By Jeff Hogan
County Press Editor
Editor’s note: This story was originally published in the July 2, 2023 edition of The County Press.
LAPEER — Chadwick Mobley, 42, a suspect in the 2011 murder of Andrea Eilber was arrested Wednesday by the Lincoln County Sheriff’s Office (LCSO) in Montana following a tip from a local resident who spotted a man matching Mobley’s description.
The LCSO posted information to its Facebook page with a photo of Mobley four hours before he was arrested near Libby, which is what the sighting was formed from. Mobley was arrested for premeditated first-degree murder, immediate flight after homicide, and carrying a firearm during the act of a felony. The charges against Mobley were filed by Michigan State Attorney General’s Office which also issued a warrant for his arrest. He is being held at the Lincoln County Detention Center, waiting to be extradited to Michigan.
Libby is a small town in the northwest corner of Montana, population 2,775, near the Idaho border. Details regarding how Mobley was taken into custody were not immediately available.
Eilber, 20, was found shot to death from a single gunshot wound to the head on Nov. 14, 2011 in her aunt’s home in Mayfield Township where she was house sitting.

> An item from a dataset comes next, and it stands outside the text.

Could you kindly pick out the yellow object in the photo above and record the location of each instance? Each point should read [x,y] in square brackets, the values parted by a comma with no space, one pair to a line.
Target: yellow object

Kenneth Carl “KC” Grondin, then 19, Eilber’s boyfriend, was arrested and charged with Eilber’s murder. Grondin is now 31 and remains on a tether. Grondin in 2015 was convicted by a jury of killing Eilber and sentenced to life in prison without the possibility of parole. However, his conviction was overturned in 2018 after state courts ruled there were issues with the verdict form used at trial.
Grondin has been on house arrest awaiting a new trial, which was expected to take place this year.
“I’m glad he (Mobley) was arrested. I hope they bring him back, and I hope he talks to identify the other people we think we’re involved,” said Carl Grondin Sr., KC’s grandfather.
The charges against Mobley came after DNA collected in Utah matched with previously unknown DNA collected in Michigan. Additionally, the gun possibly used in the killing may have been recovered in Utah, according to court documents.
A cigarette butt found at the crime scene was one of the pieces of evidence that Michigan State Police collected, but investigators were never able to match the DNA collected from the cigarette to any of the people believed to be involved with Eilber’s murder.
In 2022, the cigarette butt found in the front yard of the crime scene was tested by a private lab in Texas specializing in genetic genealogy. In January, the familial genealogy test results linked the DNA to a man living in Utah, according to the search warrant affidavit. At the time, Mobley was listed as living in Brigham City. Police further learned that Mobley had lived in Auburn Hills in 2011.
The Utah Dept. of Public Safety was contacted, and investigators held surveillance on Mobley for two months. According to a recently unsealed second search warrant affidavit, on June 6, Utah authorities collected six buccal swabs from Mobley and shipped them to the Michigan State Police Forensic Laboratory in Grand Rapids to be compared to DNA from the cigarette butt.
According to the affidavit and published media accounts in Utah, “a visual examination of the firearm was conducted by the forensic scientist, and determined that a match occurred between the firearm from Mobley and the fired bullet recovered from Eilber’s skull,” according to the affidavit. It does not indicate whether a full ballistics test was conducted.
Brian Legghio, Grondin’s legal counsel, issued the following statement on this week’s development, “On Nov. 16, 2011 the Michigan State Police collected this cigarette butt at the murder scene of young Andrea. In 2012 the Michigan State Police identified DNA on this cigarette butt, determined it came from a male and they conclusively excluded KC Grondin as the contributor. The State Police, however, never submitted it for further testing until KC Grondin’s defense team began demanding genealogy testing in 2019. The State Police waited until 2022 to submit it to Othram Labs. Had MSP submitted it sooner, Andrea’s murderer would have been identified and apprehended much sooner.”
He continued, “Thankfully Othram identified the real murderer. After Othram identified Mobley’s DNA, a search was conducted of Mobley’s truck in Utah and the gun he used to kill Andrea was found.
It is a tragedy that the Michigan State Police waited so long to submit this DNA for genealogy testing. KC Grondin has always been innocent. The MSP’s failure to test the evidence they possessed since 2011 robbed KC Grondin, a then young University of Michigan student, of a bright future and of all that he could have lived and could have been.”